BYTE.com > ActiveXplained > 2000 > December
Common Language Runtime
By David Platt
December 21, 2000
(Understanding Microsoft .NET, Part I
: Page 2 of 4 )
The reason COM doesn't provide these features is that it was originally designed to enable object linking and embedding in Office applications. This required that COM be able to be bolted onto existing applications, which in turn meant that it had to paper over the differences in implementations rather than eliminate them.
In its .NET framework, Microsoft provides a new level of run-time functionality called the Common Language Runtime (CLR). It contains prefabricated implementations of such universally required features as object lifetime management, garbage collection, security, and versioning.

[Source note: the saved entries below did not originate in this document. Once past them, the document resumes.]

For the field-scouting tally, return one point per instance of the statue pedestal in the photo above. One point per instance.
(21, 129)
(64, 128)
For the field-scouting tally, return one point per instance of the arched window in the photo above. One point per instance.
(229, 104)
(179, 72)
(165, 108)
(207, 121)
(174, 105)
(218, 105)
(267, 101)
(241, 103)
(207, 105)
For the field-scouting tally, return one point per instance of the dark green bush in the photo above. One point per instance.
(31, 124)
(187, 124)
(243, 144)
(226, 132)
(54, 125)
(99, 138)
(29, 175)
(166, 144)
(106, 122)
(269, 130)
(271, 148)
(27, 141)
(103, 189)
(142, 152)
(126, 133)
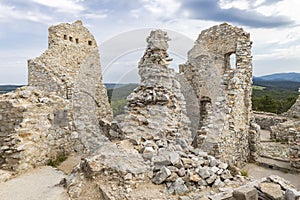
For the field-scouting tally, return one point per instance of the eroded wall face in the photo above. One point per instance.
(157, 107)
(35, 128)
(70, 68)
(223, 91)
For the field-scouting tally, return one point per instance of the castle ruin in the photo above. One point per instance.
(181, 135)
(223, 91)
(60, 109)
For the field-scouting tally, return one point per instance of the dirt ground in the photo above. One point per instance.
(39, 183)
(260, 172)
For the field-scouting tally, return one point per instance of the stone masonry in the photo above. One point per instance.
(294, 111)
(34, 129)
(156, 108)
(147, 158)
(223, 91)
(61, 109)
(70, 68)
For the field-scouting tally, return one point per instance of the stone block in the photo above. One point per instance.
(246, 193)
(271, 190)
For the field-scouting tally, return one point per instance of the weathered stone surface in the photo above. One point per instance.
(271, 190)
(223, 91)
(71, 59)
(161, 176)
(245, 194)
(178, 187)
(294, 111)
(292, 194)
(60, 111)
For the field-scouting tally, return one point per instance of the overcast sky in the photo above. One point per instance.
(121, 26)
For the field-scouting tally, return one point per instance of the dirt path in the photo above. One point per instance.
(260, 172)
(37, 184)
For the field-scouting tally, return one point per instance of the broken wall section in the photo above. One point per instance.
(70, 68)
(156, 108)
(35, 128)
(223, 91)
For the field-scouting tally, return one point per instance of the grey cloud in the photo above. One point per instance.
(210, 10)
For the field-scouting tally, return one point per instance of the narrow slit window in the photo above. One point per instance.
(233, 61)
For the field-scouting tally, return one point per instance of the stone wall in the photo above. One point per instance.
(35, 128)
(267, 120)
(294, 111)
(62, 108)
(70, 68)
(156, 108)
(223, 91)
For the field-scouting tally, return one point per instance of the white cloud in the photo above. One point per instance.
(240, 4)
(66, 6)
(162, 8)
(9, 13)
(95, 16)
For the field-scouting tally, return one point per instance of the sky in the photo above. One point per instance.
(121, 27)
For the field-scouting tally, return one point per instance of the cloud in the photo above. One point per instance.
(162, 8)
(66, 6)
(10, 13)
(211, 10)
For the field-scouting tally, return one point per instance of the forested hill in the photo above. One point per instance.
(294, 77)
(282, 81)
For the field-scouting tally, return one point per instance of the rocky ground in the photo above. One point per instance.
(43, 182)
(39, 183)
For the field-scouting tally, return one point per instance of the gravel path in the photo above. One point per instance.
(260, 172)
(37, 184)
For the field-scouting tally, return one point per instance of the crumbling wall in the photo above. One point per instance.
(34, 129)
(70, 68)
(294, 111)
(223, 91)
(267, 120)
(156, 108)
(61, 109)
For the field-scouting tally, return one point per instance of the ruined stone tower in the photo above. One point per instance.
(156, 108)
(223, 91)
(70, 68)
(61, 109)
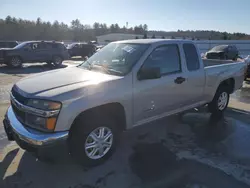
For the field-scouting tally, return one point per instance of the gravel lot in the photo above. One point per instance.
(196, 150)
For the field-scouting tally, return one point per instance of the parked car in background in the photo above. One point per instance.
(223, 52)
(124, 85)
(8, 44)
(34, 51)
(81, 49)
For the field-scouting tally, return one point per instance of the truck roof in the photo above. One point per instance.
(152, 41)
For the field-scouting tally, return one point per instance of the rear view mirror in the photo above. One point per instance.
(149, 73)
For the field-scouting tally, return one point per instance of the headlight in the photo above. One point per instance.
(41, 122)
(44, 104)
(46, 122)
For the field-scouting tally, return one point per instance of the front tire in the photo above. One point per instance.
(93, 140)
(15, 62)
(220, 101)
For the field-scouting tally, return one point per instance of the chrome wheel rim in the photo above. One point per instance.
(58, 61)
(98, 142)
(222, 101)
(15, 61)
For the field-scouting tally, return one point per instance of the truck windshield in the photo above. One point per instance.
(116, 58)
(219, 48)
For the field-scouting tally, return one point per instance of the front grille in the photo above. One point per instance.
(19, 97)
(19, 114)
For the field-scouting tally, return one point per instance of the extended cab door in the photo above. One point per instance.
(155, 97)
(194, 74)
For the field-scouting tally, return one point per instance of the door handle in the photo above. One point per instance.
(179, 80)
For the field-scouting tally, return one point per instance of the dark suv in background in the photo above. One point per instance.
(81, 49)
(34, 51)
(8, 44)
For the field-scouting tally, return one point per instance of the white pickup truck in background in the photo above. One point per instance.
(123, 85)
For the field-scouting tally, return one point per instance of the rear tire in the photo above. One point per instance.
(220, 101)
(86, 141)
(15, 62)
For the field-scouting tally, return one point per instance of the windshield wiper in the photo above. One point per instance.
(107, 69)
(89, 64)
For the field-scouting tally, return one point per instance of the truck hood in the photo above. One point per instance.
(57, 79)
(6, 49)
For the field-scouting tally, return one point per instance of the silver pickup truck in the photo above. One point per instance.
(125, 84)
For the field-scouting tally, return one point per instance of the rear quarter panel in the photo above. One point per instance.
(218, 73)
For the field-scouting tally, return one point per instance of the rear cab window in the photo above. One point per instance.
(191, 56)
(165, 57)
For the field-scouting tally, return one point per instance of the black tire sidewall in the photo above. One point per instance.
(79, 133)
(57, 65)
(10, 62)
(213, 106)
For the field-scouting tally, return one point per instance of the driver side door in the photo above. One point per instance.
(154, 98)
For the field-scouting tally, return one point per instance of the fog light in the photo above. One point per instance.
(51, 123)
(35, 121)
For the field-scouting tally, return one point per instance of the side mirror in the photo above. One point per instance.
(149, 73)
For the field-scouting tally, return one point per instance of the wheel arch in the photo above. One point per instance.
(114, 109)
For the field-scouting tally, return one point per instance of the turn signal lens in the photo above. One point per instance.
(51, 123)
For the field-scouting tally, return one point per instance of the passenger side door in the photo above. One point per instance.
(155, 97)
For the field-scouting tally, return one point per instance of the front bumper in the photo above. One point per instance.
(27, 137)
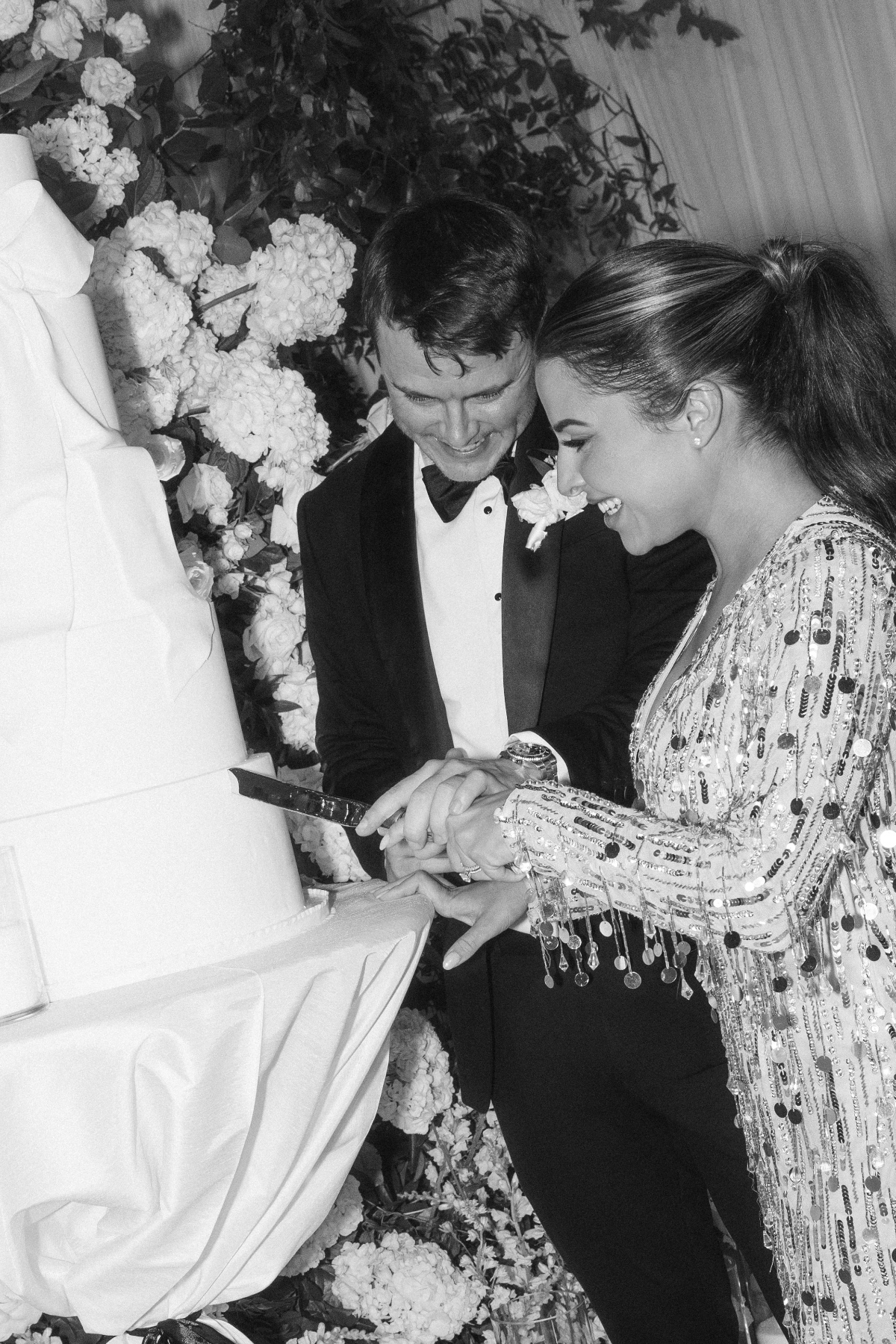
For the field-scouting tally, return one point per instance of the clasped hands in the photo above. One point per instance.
(448, 826)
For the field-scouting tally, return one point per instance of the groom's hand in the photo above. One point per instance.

A CLR-compatible language doesn't compile its source directly into native code. Instead, it compiles into an Intermediate Language (IL), conceptually similar to the way Java compiles into byte codes. When it's first run, the CLR runs a just-in-time compiler to convert this IL into native code, which then executes within this runtime environment, conceptually similar to the way that Java code executes inside a Java virtual machine, except that .NET code is always compiled, never interpreted. Because all languages use the same OS-provided services, language implementation gets much easier and you don't have the problems of implementation strategies not quite matching.
One main difference between .NET and Java is that the .NET framework is available to any language vendor that wants to produce IL output. Microsoft is providing Visual Basic, Visual C++, JScript, and C# (C-sharp) implementations of CLR languages. The website msdn.microsoft.com/net/thirdparty/ lists third-party vendors that are supplying many more CLR languages, such as APL, COBOL, PERL, and Smalltalk.
While not implemented internally using COM, .NET objects can register themselves to be used as COM objects by COM clients. They can also easily create and use COM objects present on the system. So you don't have to throw away your COM code to use the .NET framework; you can transfer over a piece at a time.